It provides the first comprehensive comparison of SLSN host galaxies with those of CCSNe and LGRBs, highlighting their distinct faintness and compactness across UV and nIR wavelengths.

Findings

SLSN hosts are fainter and more compact than CCSNe and LGRBs.

SLSN hosts have lower stellar mass and star formation rates.

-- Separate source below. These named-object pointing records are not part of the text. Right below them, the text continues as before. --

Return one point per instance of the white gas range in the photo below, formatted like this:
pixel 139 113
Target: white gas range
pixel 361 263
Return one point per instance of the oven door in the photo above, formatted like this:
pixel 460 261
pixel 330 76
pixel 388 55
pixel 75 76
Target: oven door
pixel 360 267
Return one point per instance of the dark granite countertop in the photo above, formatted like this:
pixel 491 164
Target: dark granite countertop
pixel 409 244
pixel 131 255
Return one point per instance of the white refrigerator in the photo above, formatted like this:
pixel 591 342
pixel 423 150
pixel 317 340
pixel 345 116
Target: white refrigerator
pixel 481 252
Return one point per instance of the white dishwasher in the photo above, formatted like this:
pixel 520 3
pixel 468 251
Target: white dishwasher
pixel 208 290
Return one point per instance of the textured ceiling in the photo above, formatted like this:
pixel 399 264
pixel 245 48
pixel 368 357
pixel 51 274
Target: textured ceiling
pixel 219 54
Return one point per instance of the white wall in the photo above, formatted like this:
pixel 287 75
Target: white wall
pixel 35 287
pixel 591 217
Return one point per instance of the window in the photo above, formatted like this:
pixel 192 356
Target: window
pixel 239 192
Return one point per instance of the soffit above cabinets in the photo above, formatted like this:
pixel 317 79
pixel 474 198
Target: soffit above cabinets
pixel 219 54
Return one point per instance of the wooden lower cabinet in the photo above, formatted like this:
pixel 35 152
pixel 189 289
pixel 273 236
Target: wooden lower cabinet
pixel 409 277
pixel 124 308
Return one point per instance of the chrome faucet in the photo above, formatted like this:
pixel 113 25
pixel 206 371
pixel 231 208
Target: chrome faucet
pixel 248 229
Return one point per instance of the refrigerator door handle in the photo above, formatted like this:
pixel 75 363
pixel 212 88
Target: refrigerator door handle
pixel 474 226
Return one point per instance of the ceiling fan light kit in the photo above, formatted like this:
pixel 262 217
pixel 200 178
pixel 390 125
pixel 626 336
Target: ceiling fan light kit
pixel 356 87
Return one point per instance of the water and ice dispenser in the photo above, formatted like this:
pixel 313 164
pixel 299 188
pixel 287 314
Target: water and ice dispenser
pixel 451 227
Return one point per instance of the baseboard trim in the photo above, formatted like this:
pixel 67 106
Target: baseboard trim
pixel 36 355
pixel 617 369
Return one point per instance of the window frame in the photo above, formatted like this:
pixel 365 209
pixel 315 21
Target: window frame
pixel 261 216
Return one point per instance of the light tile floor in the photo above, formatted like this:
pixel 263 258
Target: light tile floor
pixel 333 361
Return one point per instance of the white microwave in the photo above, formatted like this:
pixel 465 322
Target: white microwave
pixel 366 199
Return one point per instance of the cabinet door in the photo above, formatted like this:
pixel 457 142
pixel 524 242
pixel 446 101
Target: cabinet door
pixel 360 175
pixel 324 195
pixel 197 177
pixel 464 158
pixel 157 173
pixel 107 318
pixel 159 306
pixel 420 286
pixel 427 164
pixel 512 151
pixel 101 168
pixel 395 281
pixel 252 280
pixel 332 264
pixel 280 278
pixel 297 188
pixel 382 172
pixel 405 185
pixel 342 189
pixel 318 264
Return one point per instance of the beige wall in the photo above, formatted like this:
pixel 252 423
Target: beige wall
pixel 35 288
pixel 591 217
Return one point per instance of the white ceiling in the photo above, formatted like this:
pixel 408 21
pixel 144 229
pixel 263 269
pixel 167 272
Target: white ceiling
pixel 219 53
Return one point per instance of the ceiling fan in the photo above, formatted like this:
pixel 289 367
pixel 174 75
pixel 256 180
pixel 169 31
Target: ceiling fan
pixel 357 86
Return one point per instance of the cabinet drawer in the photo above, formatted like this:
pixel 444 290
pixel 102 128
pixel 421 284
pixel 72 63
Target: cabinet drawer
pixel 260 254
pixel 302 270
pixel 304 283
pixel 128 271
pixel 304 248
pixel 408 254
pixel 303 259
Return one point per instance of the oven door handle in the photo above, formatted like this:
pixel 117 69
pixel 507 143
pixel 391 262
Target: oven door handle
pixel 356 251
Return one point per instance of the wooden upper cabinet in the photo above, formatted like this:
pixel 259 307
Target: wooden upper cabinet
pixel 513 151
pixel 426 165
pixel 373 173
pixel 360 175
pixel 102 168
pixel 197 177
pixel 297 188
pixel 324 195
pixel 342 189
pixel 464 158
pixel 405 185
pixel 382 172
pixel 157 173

Type-II SLSN hosts show a broad luminosity range, challenging simple metallicity-based models.

Abstract

We present Hubble Space Telescope (HST) WFC3 UV and near-IR (nIR) imaging of 21 Superluminous Supernovae (SLSNe) host galaxies, providing a sensitive probe of star formation and stellar mass with the hosts. Comparing the photometric and morphological properties of these host galaxies with those of core collapse supernovae (CCSNe) and long-duration gamma-ray bursts (LGRBs), we find SLSN hosts are fainter and more compact at both UV and nIR wavelengths, in some cases we barely recover hosts with absolute magnitude around MV ~ -14. With the addition of ground based optical observations and archival results, we produce spectral energy distribution (SED) fits to these hosts, and show that SLSN hosts possess lower stellar mass and star formation rates. This is most pronounced for the hydrogen deficient Type-I SLSN hosts, although Type-II H-rich SLSN host galaxies remain distinct from the bulk of CCSNe, spanning a remarkably broad range of absolute magnitudes, with ~30% of SLSNe-II arising from galaxies fainter than Mn I R ~ -14. The detection of our faintest SLSN hosts increases the confidence that SLSNe-I hosts are distinct from those of LGRBs in star formation rate and stellar mass, and suggests that apparent similarities in metallicity may be due to the limited fraction of hosts for which emission line metallicity measurements are feasible. The broad range of luminosities of SLSN-II hosts is difficult to describe by metallicity cuts, and does not match the expectations of any reasonable UV-weighted luminosity function, suggesting additional environmental constraints are likely necessary to yield hydrogen rich SLSNe.